Saturday, January 5, 2013

The Meaning Behind My Username

Even before I started blogging, I always liked using pseudonyms. My usernames have always been a reflection of who I deem myself to be at the time, what I have learned, and what I believe in all in one name. I have gone through many but the one that I have felt has been the most representative of who I am over the past several years has been the one I currently use, “xero ankh”.

 The first part of the name, “xero”, comes from the site I am an extremely big fan of the site for several reasons—it’s very well-written, very informative, and it dramatically changed the way I viewed life. At the time I stumbled across it, I was fifteen, and curious to learn more about BDSM because I had realized that many experiences and actions that I wanted to incorporate in my life were kinky. So, I did what anyone else would do, I typed in BDSM in the Google search bar and scrolled down to find a site that would teach me more about the lifestyle. One of the first sites was xeromag. After reading through the kink section, I decided to see what else this person, Franklin Veaux, had to say because I thoroughly enjoyed his writing. I clicked on the polyamory link and from then on, my values completely changed. First, I learned what polyamory was and realized that this was what my boyfriend at the time had meant when he mentioned that he was okay with loving more than one person at the same time. I realized that my response to him had not been necessarily very logical. I realized that this relationship style seemed actually pretty reasonable, and doable, and that…I wanted to try it. After processing the information, I decided that I wanted to engage in this kind of lifestyle and quickly sent my boyfriend the link and the idea. He was on board with it and we became a poly couple. Though my views on relationships radically changed, what really got me thinking were the jealousy tabs. Out of curiosity (“I’m not jealous, pft, but I’ll just see what he has to say about it”), I clicked on them, and instantly, tears came to my eyes. I realized that I was in fact jealous, and that this was a problem (or rather, a symptom of the problem), and that I could change that. I could fix it. I could work on it and could become a stronger, healthier person. From that moment on, I made myself the long-term goal to become the strongest, healthiest person I could become and that overcoming my insecurities and fears would be the first step. Over the years, I kept in mind this goal and though occasionally I’ve taken steps backwards, I have never forgotten this aim. In addition, “xero” is also a reminder to keep myself weird, to keep myself searching, always questioning, always open to new ideas, always loving, always climbing up the mountain of life instead of sliding back.

The ankh is the symbol of everlasting life in Egyptian mythology. Though I don’t believe in everlasting life, something I do strongly believe in is life. I believe it to be the most beautiful, the most precious, and the most valuable substance in this universe. That we live here, on Earth, on this magnificent and unique planet, makes my heart constrict a bit and leaves me slightly shorter of breath. Our place in space is truly incredible.
                But I also understand that there are times when life does not seem like a blessing, but more like a curse. I understand the desire to end one’s own life and to end the pain that comes with it.
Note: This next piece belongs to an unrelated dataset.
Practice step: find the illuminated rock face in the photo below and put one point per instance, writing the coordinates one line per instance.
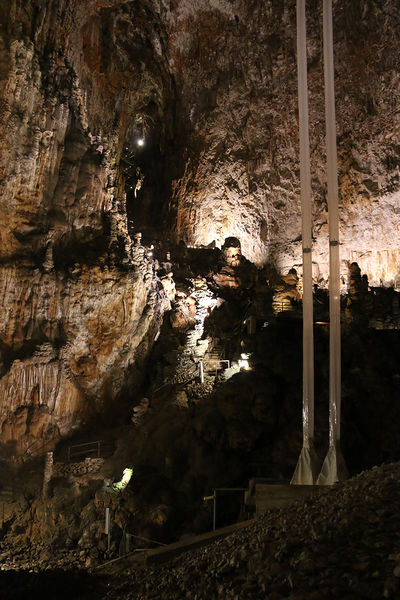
(79, 304)
(211, 87)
I understand that the last thing you want to do sometimes is to feel grateful for what was stuffed forcefully under your tongue. And I also know that you can overcome these times. I know that if you have hope, you have the key to it all. You can dig yourself out of the pit. You can not only breathe and survive, but you can truly live. You can do this. You can do this. The ankh is such a reminder—that I can get past misfortune and come out triumphant, and that if there is hope, there is also life, and if there is life, there may also be happiness. It is a reminder of what I hold dearest above all else.
                To me, the ankh also symbolizes death, a concept that has always fascinated me. Several years ago, I also stumbled on Neil Gaiman’s Sandman series and was instantly entranced. It's a fantastic graphic novel series and I highly recommend it to anyone, especially if you like international mythology. The one character that struck a deep, essential chord with me was Death. I’m kind of very much in love with her. Neil Gaiman’s Death is a sensible, light-hearted, fun, witty, extremely likeable woman who does her job well and is super cute to boot. The eldest of the Endless, she is the ideal bigger sister who understands when to advise and when to listen. She is a fantastic conversationalist. She is intriguing and a complete enigma. She loves floppy hats and eccentric dresses. She wears an ankh necklace and cross earrings. She is The Lover of Life…and yet she is also Death.  What a delicious paradox. Ever since I was young, I have always had a strange love for the morbid. Just as I have complete awe toward life, I also have a sweet spot for death. To me, they are nothing without each other—they are complements, yin and yang. They are not enemies, nor even acquaintances, but friends. Though they fight with all of their will against each other, it is nothing personal, simply business. At the end of the day, they walk off into the sunset, holding hands.
                This life/death dichotomy is what, on the whole, I believe in as a philosophy and it is what my spirituality is largely made up of (yes, even as an atheist, I can be spiritual). In addition, it’s also a reminder of what I want to do in life—work with this world in a positive way (with humans as a medic, with endangered species, with the dead, as a teacher, as a writer, etc.).